I was out cold and the only phrase I can think of to describe what happened next is “a violent awakening”. Two feet away from me I heard a loud and bloodcurdling scream. In my state of utter confusion I bolted up and matched that yelp with one of my own. Troy practically flew over the bed while also screaming ready to wrestle the wild creature he assumed had entered the house to attack us. Coming to our senses we found Elijah sprinting for the stairs, eyes wide and pitifully declaring, “I can’t take it anymore!” I had been annoyed that whole week with Elijah’s refusal to settle down for quiet times and his begging to keep the overhead light on at night. No one else had a problem with it and I assumed he was just being difficult to avoid going to bed early. At that ridiculous moment, however, with all three of us panting and trying to assess what in the world just happened, I saw true terror in his little face and I was ashamed of my unfounded accusations.
I myself am “courageously challenged” so it should be of no surprise that I passed this unfortunate trait down to my eldest son.

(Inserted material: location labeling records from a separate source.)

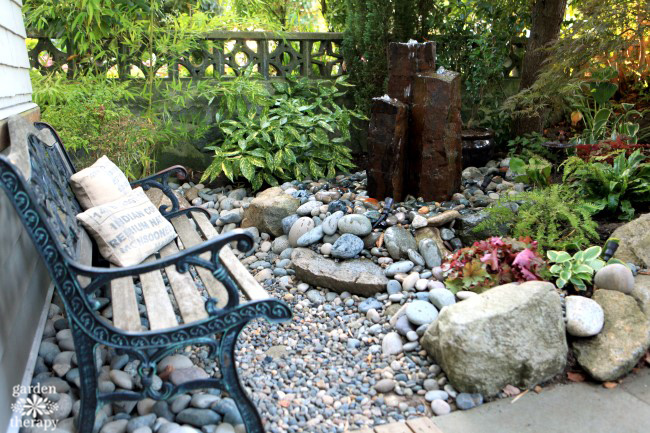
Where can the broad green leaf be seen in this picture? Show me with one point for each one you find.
(558, 256)
(592, 253)
(247, 169)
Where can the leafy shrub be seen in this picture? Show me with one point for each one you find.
(529, 146)
(578, 269)
(555, 215)
(302, 134)
(536, 172)
(92, 119)
(616, 188)
(609, 148)
(492, 262)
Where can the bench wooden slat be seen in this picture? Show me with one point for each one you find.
(159, 308)
(395, 427)
(85, 255)
(190, 237)
(249, 285)
(189, 300)
(125, 306)
(423, 425)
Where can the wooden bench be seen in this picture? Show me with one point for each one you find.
(198, 303)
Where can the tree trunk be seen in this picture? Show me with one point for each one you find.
(546, 21)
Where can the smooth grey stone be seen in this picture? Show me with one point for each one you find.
(393, 287)
(347, 246)
(330, 225)
(307, 208)
(140, 421)
(355, 224)
(392, 344)
(436, 395)
(430, 252)
(399, 268)
(441, 297)
(311, 237)
(369, 303)
(421, 312)
(416, 258)
(198, 417)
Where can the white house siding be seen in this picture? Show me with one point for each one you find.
(23, 280)
(15, 87)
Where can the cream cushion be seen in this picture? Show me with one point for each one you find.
(100, 183)
(129, 229)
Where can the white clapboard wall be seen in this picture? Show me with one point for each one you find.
(24, 283)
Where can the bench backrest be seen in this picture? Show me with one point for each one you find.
(51, 170)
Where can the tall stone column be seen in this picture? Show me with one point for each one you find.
(387, 139)
(414, 139)
(434, 164)
(405, 61)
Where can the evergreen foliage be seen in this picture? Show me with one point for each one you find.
(555, 216)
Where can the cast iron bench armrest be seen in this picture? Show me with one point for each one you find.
(182, 260)
(160, 180)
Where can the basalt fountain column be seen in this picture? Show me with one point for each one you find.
(414, 138)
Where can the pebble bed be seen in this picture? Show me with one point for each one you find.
(344, 361)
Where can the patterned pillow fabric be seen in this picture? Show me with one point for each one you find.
(102, 182)
(129, 229)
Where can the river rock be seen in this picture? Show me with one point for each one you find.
(330, 224)
(624, 339)
(311, 237)
(392, 344)
(347, 246)
(430, 253)
(398, 242)
(421, 312)
(307, 208)
(399, 268)
(355, 224)
(441, 297)
(511, 334)
(584, 317)
(299, 228)
(615, 277)
(634, 244)
(357, 276)
(267, 210)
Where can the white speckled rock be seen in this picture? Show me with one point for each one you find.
(584, 317)
(615, 277)
(299, 228)
(392, 344)
(421, 312)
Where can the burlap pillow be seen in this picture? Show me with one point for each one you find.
(100, 183)
(128, 230)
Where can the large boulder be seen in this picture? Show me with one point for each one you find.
(622, 342)
(398, 241)
(641, 292)
(634, 243)
(511, 334)
(267, 210)
(358, 276)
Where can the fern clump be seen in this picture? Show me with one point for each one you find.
(555, 216)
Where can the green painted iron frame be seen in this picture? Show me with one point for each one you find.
(47, 208)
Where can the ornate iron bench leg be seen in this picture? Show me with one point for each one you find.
(249, 414)
(85, 348)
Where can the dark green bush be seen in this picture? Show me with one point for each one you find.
(302, 133)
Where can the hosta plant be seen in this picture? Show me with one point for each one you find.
(537, 172)
(302, 134)
(579, 269)
(492, 262)
(616, 188)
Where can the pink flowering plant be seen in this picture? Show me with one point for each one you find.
(492, 262)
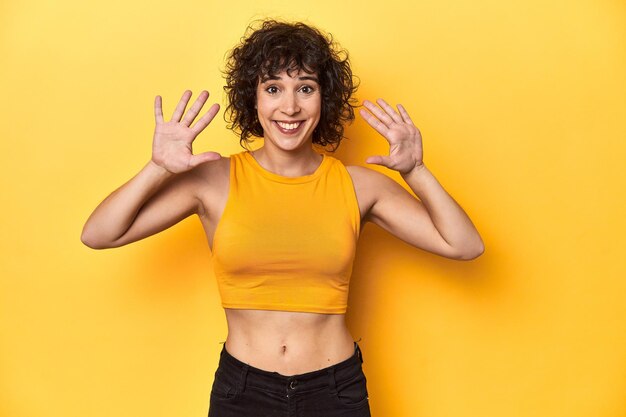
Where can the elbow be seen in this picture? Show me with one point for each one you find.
(91, 241)
(474, 253)
(471, 252)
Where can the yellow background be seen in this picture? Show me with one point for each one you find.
(522, 109)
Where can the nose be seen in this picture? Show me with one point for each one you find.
(289, 104)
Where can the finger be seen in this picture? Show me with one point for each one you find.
(374, 122)
(390, 110)
(405, 115)
(180, 108)
(379, 160)
(382, 116)
(158, 110)
(195, 109)
(206, 119)
(201, 158)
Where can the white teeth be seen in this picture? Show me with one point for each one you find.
(288, 126)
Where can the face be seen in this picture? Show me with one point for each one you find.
(289, 108)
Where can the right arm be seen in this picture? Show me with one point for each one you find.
(165, 191)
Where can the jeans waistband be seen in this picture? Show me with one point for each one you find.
(249, 376)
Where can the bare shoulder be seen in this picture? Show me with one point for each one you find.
(213, 180)
(370, 186)
(213, 172)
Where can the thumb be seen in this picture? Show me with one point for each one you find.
(201, 158)
(379, 160)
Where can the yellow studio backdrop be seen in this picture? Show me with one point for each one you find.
(522, 109)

When Elijah asked me why he had to wear mosquito repellent, I explained West Nile virus and he refused to leave the house. When we had a tornado warning last month, Priscilla and Benjamin thought it was great fun to all sit down in the basement together but Elijah could sense the tension and panicked. Fear has weighed me down my entire life. I missed out on many opportunities because the risk was too great and I couldn’t guarantee a favorable outcome. Seeing these same irrational and negative thought patterns sprouting up like weeds in my son makes my heart ache with frustration.
The blissfully ignorant, rose-colored filter that protected Elijah’s mind as a young child has started to wear thin and it pains me to see his eyes begin to narrow and focus in on the dingy reality of what this world has to offer. I am easily paralyzed by the unfathomable evil that seems to run its course without opposition. My response to hatred, sickness, poverty, and death is being closely studied. I have to make a conscious decision about what approach I am going to take because riding the fence between faith and despair does an incredible disservice to my family.
So here is the question I must ask myself: Do I believe in the resurrection of Christ or do I not? If the answer is no than by all means I should head indoors and take cover, encouraging my kids to stay low to the ground. But, if the answer is yes then I must put forth the ascetical effort necessary to develop roots in a source that is good and holy. My prayers, normally obsessed with shielding Elijah from pain, should evolve into intercessions for the purification of his soul by whatever means God deems best. “Perfect love casts out fear” we are told, but the casting out requires so much discipline. I want to release you, Elijah. To let you live a life emboldened by its assurance of eternity. I can start by removing my hands from your eyes and gently using them to lift your face upwards. I have already accepted the obvious reality that I screw up all the time as a mother. If, however, I accomplish nothing else in life but to break the chains of doubt and trepidation entangling our household, I will leave this world contented.